His 20s led him to “recovery,” where, over nearly 2 decades, he pretended he was a dead person on vacation in life, calming his traumatized nervous system.
In the early 2000s, the US Defence of Marriage Act forced him to immigrate to Canada (via his partner’s Indonesia). That drama over, he wondered what point there was to his solipsistic stability. Thankfully, he landed a job in BC’s harm reduction movement, which totally fucked up his recovery.
Art making, and especially music, has been a constant companion with which he has charted his transformation from fighting to survive, to being dead in a living world, to navigating the ethics of existing in world at the edge of various catastrophes.
Statement of Reflective Practice
I’ve always made art. For me, it is a practice. Sharing it, too, is a practice. Even if I have no audience, creating for an audience allows me to shine the light of exposure on my practice—to keep it nimble and self-aware, challenging and aware of the ever-present danger of trying to exist as a being who is unafraid of there being a consequence… an outcome… however small or inconsequential… a consequence of my existence. Why do anything if not with the intent of some effect of consequence?
So, my work is a form of reflective practice.
What appears here is exploratory by design—philosophical, associative, and creative rather than declarative.

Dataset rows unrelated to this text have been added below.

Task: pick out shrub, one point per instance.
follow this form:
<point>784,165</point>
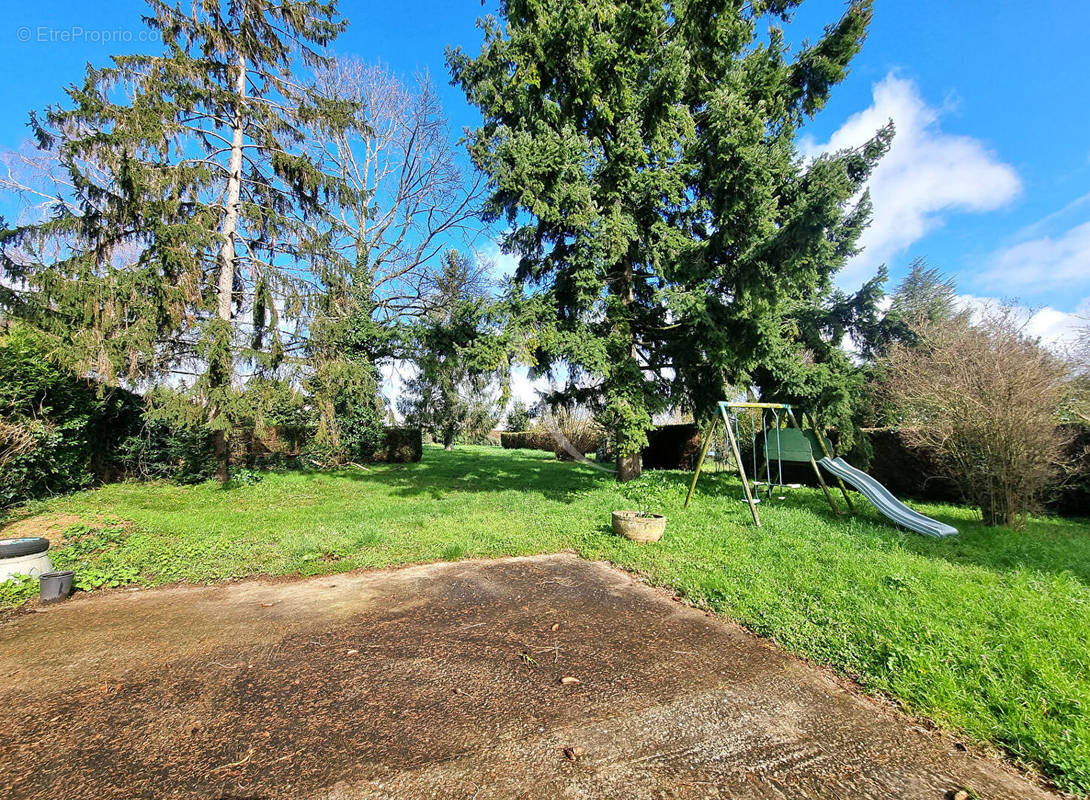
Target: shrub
<point>518,417</point>
<point>573,433</point>
<point>169,449</point>
<point>58,432</point>
<point>527,440</point>
<point>400,445</point>
<point>981,399</point>
<point>671,447</point>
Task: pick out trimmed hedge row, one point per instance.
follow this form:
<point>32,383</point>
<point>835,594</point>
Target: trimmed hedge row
<point>401,445</point>
<point>527,440</point>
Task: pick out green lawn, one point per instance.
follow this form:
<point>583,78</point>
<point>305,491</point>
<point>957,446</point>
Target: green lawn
<point>988,633</point>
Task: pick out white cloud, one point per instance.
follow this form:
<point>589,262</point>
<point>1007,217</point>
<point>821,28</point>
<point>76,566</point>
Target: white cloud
<point>927,174</point>
<point>503,264</point>
<point>523,388</point>
<point>1043,264</point>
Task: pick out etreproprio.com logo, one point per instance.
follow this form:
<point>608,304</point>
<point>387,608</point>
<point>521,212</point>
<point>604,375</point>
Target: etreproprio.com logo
<point>76,34</point>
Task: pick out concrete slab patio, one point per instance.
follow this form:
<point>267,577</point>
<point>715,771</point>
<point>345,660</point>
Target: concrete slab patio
<point>446,681</point>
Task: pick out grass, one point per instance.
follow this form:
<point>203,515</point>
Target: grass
<point>985,633</point>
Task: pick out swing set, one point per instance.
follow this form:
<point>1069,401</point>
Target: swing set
<point>784,439</point>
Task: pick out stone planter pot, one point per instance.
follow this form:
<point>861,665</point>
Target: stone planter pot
<point>56,586</point>
<point>638,528</point>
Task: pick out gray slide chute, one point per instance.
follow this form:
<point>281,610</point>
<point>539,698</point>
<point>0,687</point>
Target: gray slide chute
<point>884,500</point>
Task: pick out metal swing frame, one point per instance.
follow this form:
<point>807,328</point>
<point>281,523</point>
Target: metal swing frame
<point>731,409</point>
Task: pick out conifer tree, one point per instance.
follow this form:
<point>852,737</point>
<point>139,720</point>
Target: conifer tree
<point>190,202</point>
<point>460,356</point>
<point>643,156</point>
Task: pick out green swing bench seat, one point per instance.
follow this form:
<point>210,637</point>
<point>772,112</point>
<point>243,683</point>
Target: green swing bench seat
<point>792,444</point>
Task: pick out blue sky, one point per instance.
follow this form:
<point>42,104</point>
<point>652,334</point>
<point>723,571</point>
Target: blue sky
<point>989,178</point>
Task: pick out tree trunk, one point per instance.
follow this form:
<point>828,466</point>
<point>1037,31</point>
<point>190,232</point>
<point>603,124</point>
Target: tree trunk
<point>222,456</point>
<point>629,467</point>
<point>225,280</point>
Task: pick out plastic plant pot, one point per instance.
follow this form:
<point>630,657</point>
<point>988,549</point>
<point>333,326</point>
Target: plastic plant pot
<point>56,586</point>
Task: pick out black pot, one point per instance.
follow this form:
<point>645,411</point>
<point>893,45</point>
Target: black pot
<point>56,586</point>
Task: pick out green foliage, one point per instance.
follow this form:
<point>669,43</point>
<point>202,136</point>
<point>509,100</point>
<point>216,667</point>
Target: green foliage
<point>169,449</point>
<point>643,154</point>
<point>985,633</point>
<point>184,192</point>
<point>459,358</point>
<point>17,590</point>
<point>95,555</point>
<point>346,343</point>
<point>518,416</point>
<point>60,433</point>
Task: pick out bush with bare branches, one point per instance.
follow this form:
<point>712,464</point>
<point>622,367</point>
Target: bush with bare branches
<point>981,397</point>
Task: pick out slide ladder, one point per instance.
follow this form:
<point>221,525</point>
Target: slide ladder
<point>884,500</point>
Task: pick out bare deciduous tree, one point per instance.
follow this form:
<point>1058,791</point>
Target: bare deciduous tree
<point>408,195</point>
<point>981,397</point>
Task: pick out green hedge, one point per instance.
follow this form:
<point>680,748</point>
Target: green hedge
<point>401,445</point>
<point>58,433</point>
<point>527,440</point>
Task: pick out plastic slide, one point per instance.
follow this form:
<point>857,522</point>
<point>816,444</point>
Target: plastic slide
<point>884,500</point>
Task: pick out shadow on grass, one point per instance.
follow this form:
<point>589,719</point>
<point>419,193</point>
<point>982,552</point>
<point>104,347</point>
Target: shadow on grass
<point>1049,545</point>
<point>438,474</point>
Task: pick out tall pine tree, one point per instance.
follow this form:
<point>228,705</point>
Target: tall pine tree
<point>191,201</point>
<point>643,155</point>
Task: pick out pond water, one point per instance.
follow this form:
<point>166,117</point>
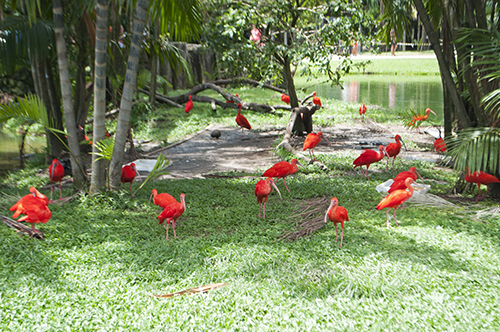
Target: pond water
<point>9,149</point>
<point>393,92</point>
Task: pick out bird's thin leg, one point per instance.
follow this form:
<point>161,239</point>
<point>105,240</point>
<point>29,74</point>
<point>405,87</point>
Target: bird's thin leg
<point>395,220</point>
<point>173,227</point>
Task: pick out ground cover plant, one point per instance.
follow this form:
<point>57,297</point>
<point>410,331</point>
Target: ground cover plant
<point>104,255</point>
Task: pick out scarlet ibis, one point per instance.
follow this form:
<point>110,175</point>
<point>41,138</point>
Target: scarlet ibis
<point>262,191</point>
<point>285,98</point>
<point>171,213</point>
<point>337,214</point>
<point>282,169</point>
<point>241,120</point>
<point>316,100</point>
<point>362,111</point>
<point>128,175</point>
<point>480,178</point>
<point>35,208</point>
<point>311,141</point>
<point>369,157</point>
<point>162,200</point>
<point>396,198</point>
<point>393,149</point>
<point>439,143</point>
<point>189,105</point>
<point>417,119</point>
<point>56,173</point>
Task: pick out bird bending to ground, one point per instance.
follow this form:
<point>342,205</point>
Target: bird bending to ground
<point>285,98</point>
<point>241,120</point>
<point>189,105</point>
<point>369,157</point>
<point>316,100</point>
<point>128,175</point>
<point>337,214</point>
<point>171,213</point>
<point>56,173</point>
<point>419,118</point>
<point>311,141</point>
<point>35,208</point>
<point>396,198</point>
<point>480,178</point>
<point>392,150</point>
<point>162,200</point>
<point>283,169</point>
<point>262,191</point>
<point>362,111</point>
<point>440,144</point>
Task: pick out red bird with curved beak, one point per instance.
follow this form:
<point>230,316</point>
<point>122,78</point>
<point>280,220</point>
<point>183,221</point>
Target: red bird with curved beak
<point>369,157</point>
<point>396,198</point>
<point>362,111</point>
<point>241,120</point>
<point>35,208</point>
<point>337,214</point>
<point>282,169</point>
<point>480,178</point>
<point>419,118</point>
<point>311,141</point>
<point>172,212</point>
<point>392,150</point>
<point>189,105</point>
<point>162,200</point>
<point>56,173</point>
<point>128,175</point>
<point>262,191</point>
<point>285,98</point>
<point>316,100</point>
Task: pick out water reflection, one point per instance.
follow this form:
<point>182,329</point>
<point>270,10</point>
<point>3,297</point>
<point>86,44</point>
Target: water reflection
<point>389,92</point>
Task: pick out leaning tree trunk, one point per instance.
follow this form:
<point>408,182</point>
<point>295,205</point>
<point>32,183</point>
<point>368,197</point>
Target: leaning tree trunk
<point>128,94</point>
<point>69,114</point>
<point>98,180</point>
<point>443,65</point>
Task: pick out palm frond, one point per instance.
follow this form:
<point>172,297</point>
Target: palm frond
<point>476,148</point>
<point>158,170</point>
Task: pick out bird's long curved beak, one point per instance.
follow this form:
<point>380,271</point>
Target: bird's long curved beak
<point>275,187</point>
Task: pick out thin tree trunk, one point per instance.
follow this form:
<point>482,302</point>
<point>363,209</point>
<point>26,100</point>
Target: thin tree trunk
<point>98,180</point>
<point>443,65</point>
<point>128,93</point>
<point>69,114</point>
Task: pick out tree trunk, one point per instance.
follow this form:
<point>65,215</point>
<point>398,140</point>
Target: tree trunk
<point>128,93</point>
<point>69,114</point>
<point>443,65</point>
<point>98,180</point>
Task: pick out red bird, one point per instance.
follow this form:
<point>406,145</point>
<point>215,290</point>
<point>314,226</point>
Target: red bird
<point>282,169</point>
<point>480,178</point>
<point>396,198</point>
<point>392,150</point>
<point>337,214</point>
<point>128,175</point>
<point>311,141</point>
<point>172,212</point>
<point>241,120</point>
<point>285,98</point>
<point>35,208</point>
<point>362,111</point>
<point>439,144</point>
<point>162,200</point>
<point>417,119</point>
<point>189,105</point>
<point>369,157</point>
<point>56,173</point>
<point>262,191</point>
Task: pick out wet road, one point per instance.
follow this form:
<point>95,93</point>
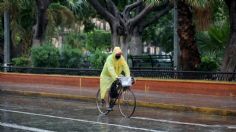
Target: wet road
<point>40,114</point>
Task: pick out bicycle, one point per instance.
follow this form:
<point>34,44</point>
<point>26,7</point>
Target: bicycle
<point>126,98</point>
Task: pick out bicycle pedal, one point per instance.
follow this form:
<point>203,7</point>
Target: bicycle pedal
<point>109,109</point>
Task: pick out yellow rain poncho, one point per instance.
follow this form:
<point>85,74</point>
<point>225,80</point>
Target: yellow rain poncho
<point>111,70</point>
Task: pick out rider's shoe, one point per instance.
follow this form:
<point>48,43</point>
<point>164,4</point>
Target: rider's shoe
<point>103,102</point>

It is an ongoing inquiry into subjectivity, memory, emotion, language, and systems: how experience is metabolized, how meaning is made, and how individuals locate themselves within social and institutional environments without ever fully standing outside them.
The narratives, metaphors, and scenes that arise are not case material, clinical accounts, or representations of identifiable individuals or events. They are not portraits of clients, patients, colleagues, or specific workplaces. When the work borrows from lived experience, it does so through compression, displacement, and symbolic transformation—methods common to reflective and artistic practice—rather than documentation or reportage.

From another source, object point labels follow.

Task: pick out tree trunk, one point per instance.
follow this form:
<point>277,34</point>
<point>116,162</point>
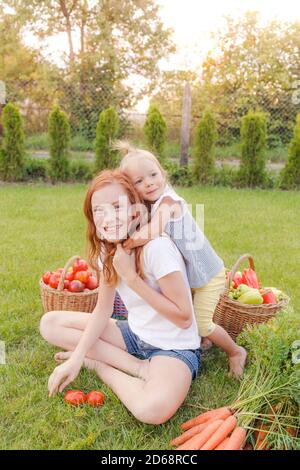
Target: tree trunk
<point>67,15</point>
<point>185,125</point>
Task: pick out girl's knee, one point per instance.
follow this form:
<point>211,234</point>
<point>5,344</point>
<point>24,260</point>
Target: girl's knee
<point>205,330</point>
<point>153,412</point>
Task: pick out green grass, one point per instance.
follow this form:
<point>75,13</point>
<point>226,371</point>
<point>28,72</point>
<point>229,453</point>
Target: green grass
<point>41,227</point>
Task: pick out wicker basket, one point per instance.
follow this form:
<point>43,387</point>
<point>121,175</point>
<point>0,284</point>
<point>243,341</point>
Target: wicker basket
<point>60,299</point>
<point>234,316</point>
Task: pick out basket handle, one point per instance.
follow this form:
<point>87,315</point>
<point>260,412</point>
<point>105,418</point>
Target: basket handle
<point>237,265</point>
<point>63,274</point>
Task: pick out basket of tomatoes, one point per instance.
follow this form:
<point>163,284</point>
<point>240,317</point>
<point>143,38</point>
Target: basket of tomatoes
<point>74,287</point>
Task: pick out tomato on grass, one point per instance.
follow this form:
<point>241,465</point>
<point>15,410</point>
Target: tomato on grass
<point>95,398</point>
<point>75,397</point>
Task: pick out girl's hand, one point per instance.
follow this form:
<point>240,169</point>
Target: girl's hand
<point>124,264</point>
<point>62,376</point>
<point>134,241</point>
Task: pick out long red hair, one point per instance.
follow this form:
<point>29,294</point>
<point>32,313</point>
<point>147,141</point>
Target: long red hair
<point>95,245</point>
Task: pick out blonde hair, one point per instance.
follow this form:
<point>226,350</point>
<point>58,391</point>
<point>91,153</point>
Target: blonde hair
<point>129,152</point>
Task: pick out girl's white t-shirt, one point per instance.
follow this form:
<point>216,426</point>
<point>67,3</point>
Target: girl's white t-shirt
<point>160,257</point>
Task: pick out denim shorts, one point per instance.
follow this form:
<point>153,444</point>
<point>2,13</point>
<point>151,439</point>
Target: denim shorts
<point>142,350</point>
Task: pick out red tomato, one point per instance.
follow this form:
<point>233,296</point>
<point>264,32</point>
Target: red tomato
<point>46,277</point>
<point>269,298</point>
<point>70,276</point>
<point>95,398</point>
<point>92,283</point>
<point>75,397</point>
<point>81,276</point>
<point>80,265</point>
<point>54,280</point>
<point>76,286</point>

This work does not offer diagnosis, treatment, or clinical guidance, nor does it attempt to adjudicate or evaluate particular organizations, professions, or systems. When institutions, roles, or bureaucratic dynamics appear, they function as conceptual terrain rather than targets: places where power, care, adaptation, and survival can be examined without collapsing into judgment or prescription.
Reflection here is not aimed at resolution. It is a process rather than a conclusion. Contradictions are allowed to coexist. Tonal shifts, humor, provocation, and uncertainty are used intentionally—not to confuse, but to surface assumptions and make visible the movement of internal states as they unfold. What may read as instability is more accurately an effort to remain responsive rather than fixed.
This work exists alongside, not in place of, professional practice. Ethical responsibilities, confidentiality, boundaries, and role distinctions are respected and remain intact. The purpose of this material is personal and philosophical: to stay awake to experience, to notice how feeling and meaning travel through the body and the mind, and to continue practicing the difficult art of paying attention—especially where consequence is possible.